Database giant Oracle India was late to enter the cloud, but is making up with an aggressive strategy of product range and end-to-end solutions.

Shailender Kumar, Managing Director, Oracle India, said the company has transformed itself in the last few years and is focussing on growing its cloud network.

Oracle launched cloud services in 2012, later than its peers Amazon Web Services in 2006 and Microsoft Azure in 2010. Though a late entrant, the company is catching up by offering new products and initiatives such as autonomous cloud, data centres and increased focus on smaller businesses.

Oracle recently launched a cloud platform with autonomous services, claiming it to be the first-of-its-kind solution. After the initial configuration, there is no need for human intervention. It is self-driving, has intelligent cyber threat detection and remediation mechanism and self-repairing capabilities.

With its autonomous transaction processing capabilities, which eliminates the need for either tuning or maintenance of critical data, it results in significant cost savings, reduced risk and accuracy.

“In India, we already have 50 consumers who are using the product. We expect the number to grow in the coming months,” Kumar said.

Oracle announced that a data centre is in the offing to cater to the huge consumer demand in the country. Cloud-users have grown to 15,000 in the country. “Data centre is a work in progress and is expected to launch within a year,” Kumar said.

Oracle Digital Prime (ODP) was launched last year in India with a focus on selling Oracle cloud technologies and services to small and medium businesses including start-ups.
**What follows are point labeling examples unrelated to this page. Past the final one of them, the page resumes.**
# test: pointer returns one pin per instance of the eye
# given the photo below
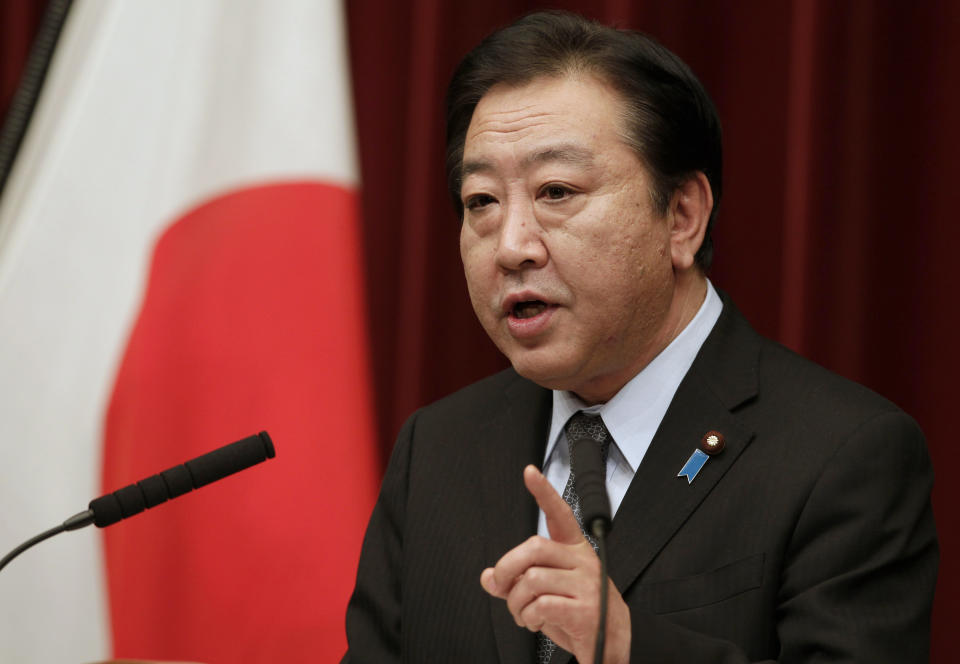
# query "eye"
(555, 192)
(478, 201)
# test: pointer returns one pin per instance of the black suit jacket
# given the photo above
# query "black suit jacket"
(809, 538)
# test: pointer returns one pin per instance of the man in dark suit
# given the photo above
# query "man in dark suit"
(586, 165)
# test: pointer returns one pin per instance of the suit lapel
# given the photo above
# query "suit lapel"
(515, 436)
(656, 505)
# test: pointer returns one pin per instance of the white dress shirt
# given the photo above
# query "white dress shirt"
(634, 414)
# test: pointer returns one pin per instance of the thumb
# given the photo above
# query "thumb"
(561, 523)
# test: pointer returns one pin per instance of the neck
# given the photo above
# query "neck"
(690, 289)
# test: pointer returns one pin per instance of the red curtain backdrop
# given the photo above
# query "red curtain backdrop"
(835, 236)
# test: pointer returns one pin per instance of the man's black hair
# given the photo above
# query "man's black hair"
(670, 119)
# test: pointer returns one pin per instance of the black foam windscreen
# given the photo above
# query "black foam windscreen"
(590, 481)
(181, 479)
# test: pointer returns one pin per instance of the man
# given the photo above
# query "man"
(586, 164)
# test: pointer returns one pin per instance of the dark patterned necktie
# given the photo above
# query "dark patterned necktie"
(580, 425)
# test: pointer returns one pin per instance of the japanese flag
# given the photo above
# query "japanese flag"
(180, 267)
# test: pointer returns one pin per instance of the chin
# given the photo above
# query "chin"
(551, 375)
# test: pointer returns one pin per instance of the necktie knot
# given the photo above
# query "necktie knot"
(584, 425)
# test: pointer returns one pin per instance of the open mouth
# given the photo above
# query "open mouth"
(528, 309)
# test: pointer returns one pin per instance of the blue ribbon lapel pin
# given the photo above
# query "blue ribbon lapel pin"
(712, 443)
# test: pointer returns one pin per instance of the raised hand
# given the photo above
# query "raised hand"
(553, 585)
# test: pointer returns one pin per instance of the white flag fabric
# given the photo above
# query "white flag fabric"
(180, 267)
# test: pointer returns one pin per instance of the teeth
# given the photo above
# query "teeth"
(529, 309)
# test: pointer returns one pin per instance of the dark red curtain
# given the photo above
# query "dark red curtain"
(836, 232)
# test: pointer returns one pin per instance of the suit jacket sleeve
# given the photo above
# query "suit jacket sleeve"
(373, 615)
(858, 578)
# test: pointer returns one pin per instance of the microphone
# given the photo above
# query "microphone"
(150, 492)
(176, 481)
(589, 479)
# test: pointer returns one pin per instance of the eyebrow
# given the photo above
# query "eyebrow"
(567, 153)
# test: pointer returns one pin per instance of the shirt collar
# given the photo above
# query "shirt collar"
(634, 413)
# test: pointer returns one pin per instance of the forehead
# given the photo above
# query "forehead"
(570, 110)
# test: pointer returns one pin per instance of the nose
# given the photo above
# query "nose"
(521, 243)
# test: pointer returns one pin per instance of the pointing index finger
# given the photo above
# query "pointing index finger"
(561, 523)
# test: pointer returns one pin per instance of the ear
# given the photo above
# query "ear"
(689, 211)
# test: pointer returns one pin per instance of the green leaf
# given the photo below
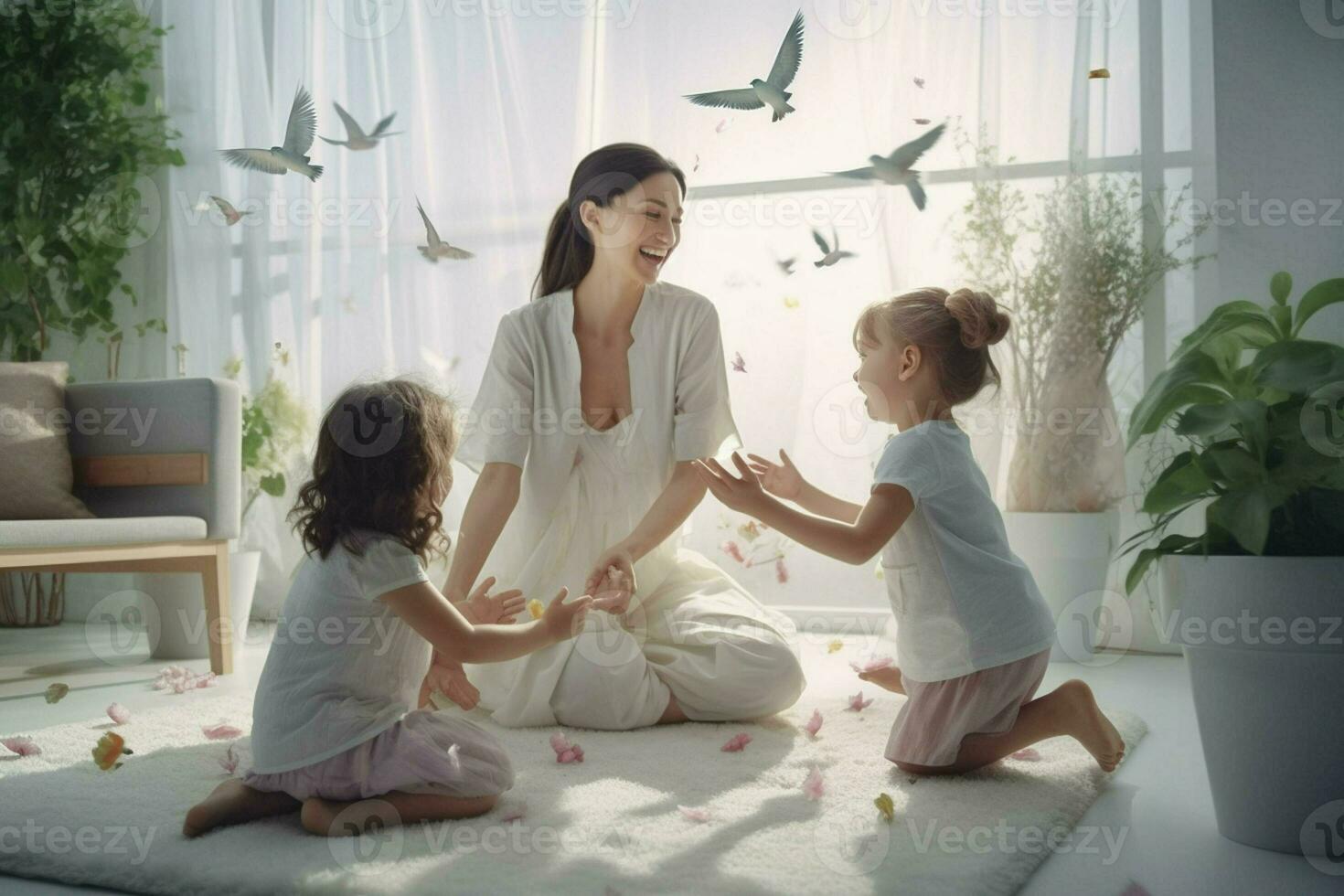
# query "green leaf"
(1179, 485)
(1241, 316)
(1192, 379)
(1280, 285)
(1297, 366)
(1244, 515)
(1317, 297)
(273, 484)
According to Kumar, “There are 51 million small and medium businesses in the country and it presents a huge opportunity.” “There are currently 300 people working in ODP. As the customer base expands, we will expand the team as well,” Kumar added.

Oracle India announced a new facility in Bengaluru at an investment of $400 million to consolidate the workforce in India. Of the 1.5 lakh Oracle employees, 40,000 are from India. Kumar said the facility, the second largest for Oracle outside San Francisco, will be operational by 2019. It can accommodate 10,000.